An acoustic neuroma (also called Vestibular Schwannoma) is a non-cancerous growth that arises from the eighth cranial nerve.
The eighth (VIII) cranial nerve has two divisions: 1) the cochlear division – associated with transmitting hearing 2) the vestibular division – associated with sending balance information from the inner ear to the brain. These two parts pass through a bony canal called the internal auditory canal to reach the brain. The seventh (VII) cranial nerve (also called the Facial Nerve as it controls facial movements) and important blood vessels also pass through this canal. It is here that acoustic neuromas usually begin to grow from the tissue surrounding the vestibular division of the eighth cranial nerve.
Over 90% experienced one-sided deafness, often accompanied by noise in the affected ear (tinnitus). The deafness may be gradual or sudden. A common pattern is the lessening of speech discrimination (“I can hear sounds but I cannot understand what is being said”) when listening on the telephone.
Unsteadiness and balance problems may occur early in the growth of the tumour, and worsen as the balance function is destroyed on the affected side. Pressure by large tumours on other cranial nerves causes facial numbness, weakness of the facial muscles or swallowing problems. Unsteady gait may be caused by pressure on the cerebellum. Very large tumours can also cause headaches.
Confirmation of Presence of Acoustic Neuroma
Auditory tests can reveal loss of speech discrimination and hearing loss. Magnetic Resonance Imaging (MRI) scans done after injecting a contract medium (or coloured dye) into the patient will show the presence of acoustic neuromas, even those that are still confined to the internal auditory canal.
What causes Acoustic Schwannoma?
The cause is not known, except for a small percentage of individuals in whom both sides of the eighth cranial nerve are involved. In these instances there is often a hereditary factor.
What is its growth pattern?
Acoustic neuromas are slow growing tumours, and usually enlarge by 1mm to 3mm per year, while some may grow by more than 5mm per year. In some 9-21% of patients, the growth can remain inert for several years, and in a small proportion of patients (6-15%), its growth can even regress with time.
Very large tumours causing severe brain compression require surgical treatment. Smaller tumours can be treated by radiation.
This is carried out by the neurosurgeon, and sometimes in conjunction with the ear, nose and throat (ENT) surgeon using microsurgical technique.
There are basically three surgical approaches: Retrosigmoid, Tranlabyrinthine, and Middle Fossa. Combinations of these approaches may be used for very large tumours. The choice of the approach will depend on the size and location of the tumour, whether the patient still has good hearing and the medical fitness of the patient.
Fat or muscle may also be harvested from the abdomen or thigh during surgery to assist with the closure.
Post-operatively, the patient will usually spend one to several days in the intensive care unit for close monitoring and treatment.

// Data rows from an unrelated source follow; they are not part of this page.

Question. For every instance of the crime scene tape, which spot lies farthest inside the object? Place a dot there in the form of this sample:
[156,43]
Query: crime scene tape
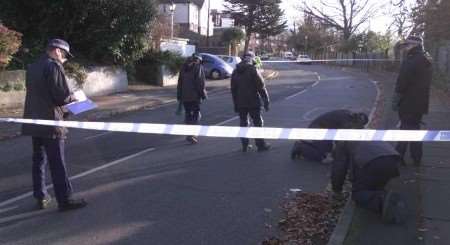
[248,132]
[326,60]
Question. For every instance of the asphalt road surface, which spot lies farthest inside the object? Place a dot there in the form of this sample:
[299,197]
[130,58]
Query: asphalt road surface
[157,189]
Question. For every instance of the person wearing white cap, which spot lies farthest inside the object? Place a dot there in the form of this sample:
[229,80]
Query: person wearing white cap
[412,94]
[47,94]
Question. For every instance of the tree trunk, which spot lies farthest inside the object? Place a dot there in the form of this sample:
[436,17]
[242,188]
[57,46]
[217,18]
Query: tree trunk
[247,41]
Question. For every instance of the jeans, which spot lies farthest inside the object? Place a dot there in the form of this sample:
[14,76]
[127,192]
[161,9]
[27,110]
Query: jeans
[192,112]
[370,182]
[255,115]
[313,150]
[51,152]
[410,122]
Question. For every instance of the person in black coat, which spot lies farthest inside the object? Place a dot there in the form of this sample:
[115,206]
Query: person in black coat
[337,119]
[248,90]
[47,94]
[191,91]
[371,166]
[412,93]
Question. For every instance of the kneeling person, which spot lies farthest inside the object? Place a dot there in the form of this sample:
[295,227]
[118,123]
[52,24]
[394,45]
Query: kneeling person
[337,119]
[372,165]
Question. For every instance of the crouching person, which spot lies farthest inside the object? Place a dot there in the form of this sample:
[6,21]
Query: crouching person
[319,151]
[371,165]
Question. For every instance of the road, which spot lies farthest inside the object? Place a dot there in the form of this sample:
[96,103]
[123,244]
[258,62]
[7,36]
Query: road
[156,189]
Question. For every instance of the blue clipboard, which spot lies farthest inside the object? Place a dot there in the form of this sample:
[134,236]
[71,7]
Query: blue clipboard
[81,106]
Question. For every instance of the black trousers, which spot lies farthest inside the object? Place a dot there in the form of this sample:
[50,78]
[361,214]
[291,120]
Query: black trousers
[370,181]
[255,115]
[192,114]
[410,121]
[50,152]
[313,150]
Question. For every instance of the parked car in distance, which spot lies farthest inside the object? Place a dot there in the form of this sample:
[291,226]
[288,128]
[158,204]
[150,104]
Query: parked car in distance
[304,59]
[265,56]
[215,67]
[288,55]
[231,60]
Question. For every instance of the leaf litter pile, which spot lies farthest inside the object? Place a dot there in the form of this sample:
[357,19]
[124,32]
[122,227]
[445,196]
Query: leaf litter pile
[309,219]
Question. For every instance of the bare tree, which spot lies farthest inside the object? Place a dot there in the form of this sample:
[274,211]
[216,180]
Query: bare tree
[402,22]
[345,16]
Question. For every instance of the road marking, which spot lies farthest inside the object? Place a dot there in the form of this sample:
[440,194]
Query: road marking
[227,121]
[24,215]
[8,209]
[97,136]
[303,91]
[377,100]
[94,170]
[296,94]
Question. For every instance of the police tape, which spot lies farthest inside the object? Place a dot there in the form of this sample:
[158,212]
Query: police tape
[248,132]
[327,60]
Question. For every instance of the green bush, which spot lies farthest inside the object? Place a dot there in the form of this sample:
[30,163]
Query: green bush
[77,72]
[103,31]
[10,42]
[19,86]
[148,68]
[7,88]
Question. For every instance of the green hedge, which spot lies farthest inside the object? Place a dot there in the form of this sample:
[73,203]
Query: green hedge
[148,69]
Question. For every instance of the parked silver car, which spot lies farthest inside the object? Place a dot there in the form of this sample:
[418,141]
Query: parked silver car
[231,60]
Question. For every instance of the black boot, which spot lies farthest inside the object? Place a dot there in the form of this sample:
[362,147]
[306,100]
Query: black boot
[72,204]
[44,203]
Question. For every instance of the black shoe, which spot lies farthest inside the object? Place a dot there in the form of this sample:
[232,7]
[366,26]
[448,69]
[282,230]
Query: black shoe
[44,203]
[192,139]
[403,162]
[72,204]
[246,148]
[263,148]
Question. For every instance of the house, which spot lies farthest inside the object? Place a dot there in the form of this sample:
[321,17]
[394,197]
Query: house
[191,18]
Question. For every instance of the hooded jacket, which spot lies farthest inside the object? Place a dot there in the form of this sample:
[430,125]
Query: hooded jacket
[414,81]
[191,83]
[47,93]
[247,87]
[356,155]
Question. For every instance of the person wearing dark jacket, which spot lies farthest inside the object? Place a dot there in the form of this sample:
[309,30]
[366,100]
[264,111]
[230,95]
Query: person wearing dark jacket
[191,91]
[412,93]
[47,93]
[371,165]
[337,119]
[248,89]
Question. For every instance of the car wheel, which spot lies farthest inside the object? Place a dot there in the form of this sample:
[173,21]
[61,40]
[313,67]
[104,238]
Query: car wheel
[215,74]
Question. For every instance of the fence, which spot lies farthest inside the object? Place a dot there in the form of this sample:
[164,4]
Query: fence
[365,61]
[441,63]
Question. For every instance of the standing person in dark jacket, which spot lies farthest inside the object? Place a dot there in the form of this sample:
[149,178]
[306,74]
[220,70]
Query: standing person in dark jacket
[248,89]
[372,165]
[191,91]
[47,93]
[337,119]
[412,93]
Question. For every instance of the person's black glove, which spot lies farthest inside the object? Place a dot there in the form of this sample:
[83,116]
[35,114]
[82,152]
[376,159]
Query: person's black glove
[266,107]
[396,101]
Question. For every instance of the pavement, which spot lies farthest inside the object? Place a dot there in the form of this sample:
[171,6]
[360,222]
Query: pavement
[158,189]
[425,188]
[138,97]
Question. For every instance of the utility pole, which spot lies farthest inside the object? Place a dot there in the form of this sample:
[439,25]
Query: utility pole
[209,14]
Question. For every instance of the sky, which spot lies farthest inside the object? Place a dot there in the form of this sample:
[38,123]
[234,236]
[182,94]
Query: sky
[378,24]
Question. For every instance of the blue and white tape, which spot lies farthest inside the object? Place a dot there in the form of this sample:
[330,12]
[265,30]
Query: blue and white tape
[328,60]
[249,132]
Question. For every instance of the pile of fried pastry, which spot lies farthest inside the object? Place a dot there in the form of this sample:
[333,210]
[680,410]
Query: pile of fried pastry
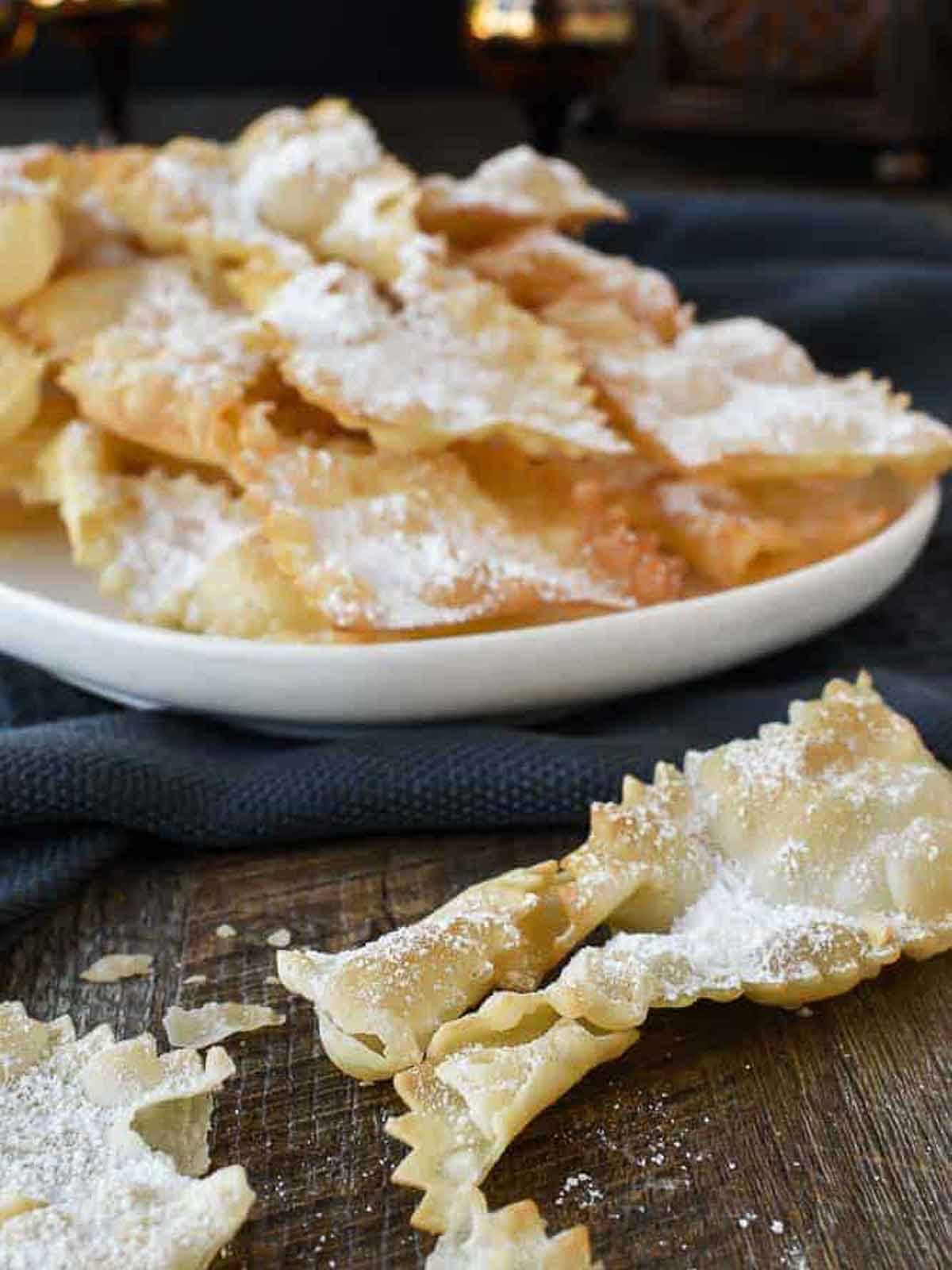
[286,389]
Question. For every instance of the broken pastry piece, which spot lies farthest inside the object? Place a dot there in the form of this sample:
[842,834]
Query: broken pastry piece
[408,544]
[215,1022]
[103,1146]
[467,1108]
[117,965]
[512,190]
[443,357]
[511,1238]
[171,368]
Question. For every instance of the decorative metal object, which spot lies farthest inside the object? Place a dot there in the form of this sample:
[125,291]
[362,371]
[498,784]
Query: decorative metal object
[875,71]
[547,54]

Radiation treatment is carried out using the Novalis Shaped-Beam machine located at the NNI-Khoo Teck Puat Radiosurgery Suite at Singapore General Hospital (SGH) Level B1, Block 2. This delivers narrow beams of strong radiation aimed precisely at the tumour from many different directions. Normal brain tissue therefore receives only a fraction of the total radiation dose received by the tumour. Exact knowledge of the tumour location is necessary, and this is achieved by securing the head firmly but painless in a custom made mask system and doing a CT scan of the head with the mask system in place. For treatment planning a MRI scan of the head is also required.
Risks and Complications of surgery
Possible complications from surgery are similar for all brain surgeries. These include infection, bleeding, death, coma, stroke and seizures. The likelihood of serious complications is fairly low in modern neurosurgical centres.
Other complications specific to acoustic neuroma surgery include:
The surgeon has to manipulate and dissect the tumour off the nerve, or sometimes to remove a portion of this nerve. Nerve damage or swelling may occur and cause weakness or paralysis of the facial muscles. This results in incomplete eye closure and sagging of the face. The exposed cornea is dry and easily injured by dust particles. To protect it, the eyelids have to be taped together after instillation of eyedrops. Area inside the inner ear canal where acoustic neuroma usually grows from. A small surgical procedure called tarsorrhaphy (stitching together of the edges of the outer third of the eyelids) may be advised later to protect the eye. Nerve regeneration may occur if the nerve is still anatomically intact after surgery.
However, this is a slow process and it may take up to a year for some recovery of facial movement to be seen. If no recovery is visible after one year, a second operation may be considered to connect the healthy portion of the Facial Nerve to the Hypoglossal Nerve leading to that side of the tongue. This procedure is called Hypoglossal-Facial Nerve anastomosis and restores some, but not perfect, facial functions.